コスモス111号(ロシア語: Космос-111、ラテン文字表記例:Cosmos 111)は、1966年にソビエト連邦によって打上げられた月探査機である。月周回軌道より月や周辺空間を観測する予定であったが、ロケット故障のため月へ向かうことは出来なかった。表面上はコスモス衛星であるが、ルナ計画の1機である。
概要
コスモス111号は、1か月後に打上げられたルナ10号と同型の探査機で、月周回機とそれを月まで送るバスモジュールより構成されていた。重量245 kgの周回機には7種類の観測装置が搭載されていた。

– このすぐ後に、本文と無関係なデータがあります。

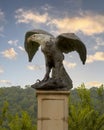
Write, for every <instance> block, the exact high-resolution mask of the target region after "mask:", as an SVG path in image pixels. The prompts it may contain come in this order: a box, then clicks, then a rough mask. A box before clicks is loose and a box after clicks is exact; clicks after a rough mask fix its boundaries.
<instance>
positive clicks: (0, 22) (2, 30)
mask: <svg viewBox="0 0 104 130" xmlns="http://www.w3.org/2000/svg"><path fill="white" fill-rule="evenodd" d="M4 23H5V15H4V12H3V11H2V10H1V9H0V36H4V35H3V34H2V32H3V30H4Z"/></svg>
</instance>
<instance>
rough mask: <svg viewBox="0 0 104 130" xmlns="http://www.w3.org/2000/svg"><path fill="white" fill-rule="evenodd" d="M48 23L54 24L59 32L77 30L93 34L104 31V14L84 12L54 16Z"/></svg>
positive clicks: (75, 31)
mask: <svg viewBox="0 0 104 130" xmlns="http://www.w3.org/2000/svg"><path fill="white" fill-rule="evenodd" d="M50 24H51V25H52V24H53V26H55V27H56V28H57V29H58V30H59V32H65V31H66V32H78V31H82V32H83V33H84V34H87V35H93V34H97V33H103V32H104V15H99V14H96V15H95V14H90V13H88V14H84V15H81V16H74V17H64V18H56V19H53V20H51V22H50Z"/></svg>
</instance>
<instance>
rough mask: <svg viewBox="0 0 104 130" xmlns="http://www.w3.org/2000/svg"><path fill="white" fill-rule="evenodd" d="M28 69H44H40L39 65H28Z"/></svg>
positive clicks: (29, 69)
mask: <svg viewBox="0 0 104 130" xmlns="http://www.w3.org/2000/svg"><path fill="white" fill-rule="evenodd" d="M27 68H28V69H29V70H39V69H42V67H40V66H38V65H28V66H27Z"/></svg>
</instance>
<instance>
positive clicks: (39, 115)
mask: <svg viewBox="0 0 104 130" xmlns="http://www.w3.org/2000/svg"><path fill="white" fill-rule="evenodd" d="M36 95H37V100H38V115H37V116H38V117H37V130H68V98H69V91H36Z"/></svg>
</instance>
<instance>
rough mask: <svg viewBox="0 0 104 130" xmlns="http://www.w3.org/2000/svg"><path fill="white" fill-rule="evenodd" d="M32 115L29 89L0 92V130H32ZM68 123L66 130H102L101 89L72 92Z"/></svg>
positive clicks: (28, 87) (9, 89) (102, 95)
mask: <svg viewBox="0 0 104 130" xmlns="http://www.w3.org/2000/svg"><path fill="white" fill-rule="evenodd" d="M36 114H37V102H36V96H35V93H34V90H33V89H32V88H30V87H28V86H26V88H25V89H23V88H21V87H20V86H17V87H10V88H0V130H36V129H37V128H36ZM68 119H69V120H68V122H69V130H104V85H101V86H100V87H99V88H91V89H86V88H85V86H84V84H82V85H81V86H80V87H78V88H77V89H74V90H72V91H71V94H70V97H69V118H68Z"/></svg>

コスモス111号は1966年3月1日にバイコヌール宇宙基地よりモルニヤロケットでパーキング軌道へ打上げられた。続いてロケット第4段噴射により月へ向かう予定であったが、姿勢制御に障害が発生したため不可能となった。探査機はロケットと結合したまま地球軌道に留まっていたが、2日後に大気圏に突入して消滅した。ソ連当局は宇宙機の正体を伏せるためルナの名前を与えず、代わりにコスモス衛星として公表した。
なお、コスモス111号は順調に飛行していれば世界初の人工孫衛星(地球衛星の衛星)となるはずであった。この目標は次に打上げられたルナ10号によって達成されることとなる。